Musically, Rhodes describes Jekyll and Hyde as both grand and intimate, big and small, dark and light, and regards the whole score as really amazing. This will be Rhodes third musical, after roles in South Pacific and The King and I – all of which have been collaborations between Opera Australia and John Frost and he is enjoying this genre of theatre.

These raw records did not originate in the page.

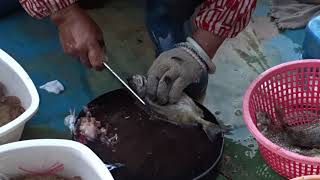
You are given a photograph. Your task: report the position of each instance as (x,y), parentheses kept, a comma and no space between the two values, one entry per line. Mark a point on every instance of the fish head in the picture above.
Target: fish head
(138,84)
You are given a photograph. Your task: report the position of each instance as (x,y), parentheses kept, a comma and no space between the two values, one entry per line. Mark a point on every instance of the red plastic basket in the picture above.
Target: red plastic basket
(296,87)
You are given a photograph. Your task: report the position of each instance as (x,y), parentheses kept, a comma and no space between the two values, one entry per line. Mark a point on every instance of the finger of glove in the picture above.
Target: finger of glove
(85,60)
(96,56)
(177,89)
(154,75)
(165,85)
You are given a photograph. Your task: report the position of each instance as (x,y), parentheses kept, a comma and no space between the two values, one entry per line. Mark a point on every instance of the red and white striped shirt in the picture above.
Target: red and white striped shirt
(225,18)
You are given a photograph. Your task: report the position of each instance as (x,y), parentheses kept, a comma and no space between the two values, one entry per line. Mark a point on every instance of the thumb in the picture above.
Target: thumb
(97,56)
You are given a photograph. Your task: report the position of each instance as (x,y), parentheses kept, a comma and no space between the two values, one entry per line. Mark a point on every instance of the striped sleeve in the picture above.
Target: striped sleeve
(42,8)
(225,18)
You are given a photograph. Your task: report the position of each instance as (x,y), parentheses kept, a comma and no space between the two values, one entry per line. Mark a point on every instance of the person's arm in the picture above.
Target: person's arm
(175,69)
(80,36)
(43,8)
(221,19)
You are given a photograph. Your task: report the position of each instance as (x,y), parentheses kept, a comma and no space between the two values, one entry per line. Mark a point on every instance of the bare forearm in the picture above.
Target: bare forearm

In reference to his opera background and the difference to musical theatre, Rhodes commented, “It’s not defining whether you are this type of singer or that type of singer, it’s about finding a way to make the role work for the story and you just perform it your way. And I think that’s the beauty of the theatre – everyone just performs it in their own style and that’s certainly the angle I’ll be coming from.”
To prepare for the role of Jekyll/Hyde, Rhodes plans to do a lot of reading, including reading the original Robert Louis Stevenson novel. He also knows he will be doing a lot of work with the musical director to develop his style. While he’s currently busy with other projects, Rhodes is aware that once rehearsals commence he will be consumed by absolute focus on Jekyll and Hyde.
Rhodes acknowledged he is somewhat “divisive” amongst musical theatre audiences, but feels incredibly privileged to have people who faith in him to do the role and very humbled whenever people want to see him perform, taking nothing for granted.
“It’s great to go to the theatre and be surprised. Maybe you go to the theatre with one opinion and you come out with a different one?” he added.
Rhodes admits playing the role of Jekyll/Hyde is big responsibility. He also knows someone will understudy the role, explaining, “When you’re the lead and you see the understudy you’re just as intimidated by them. Honestly, they are often equally as good, if not better than you … This is why it’s a privilege and that’s why you work to make it the best it can be. So I’ll be working really hard over the next five months I can assure you.”
Jekyll and Hyde opens in Melbourne in December 2015.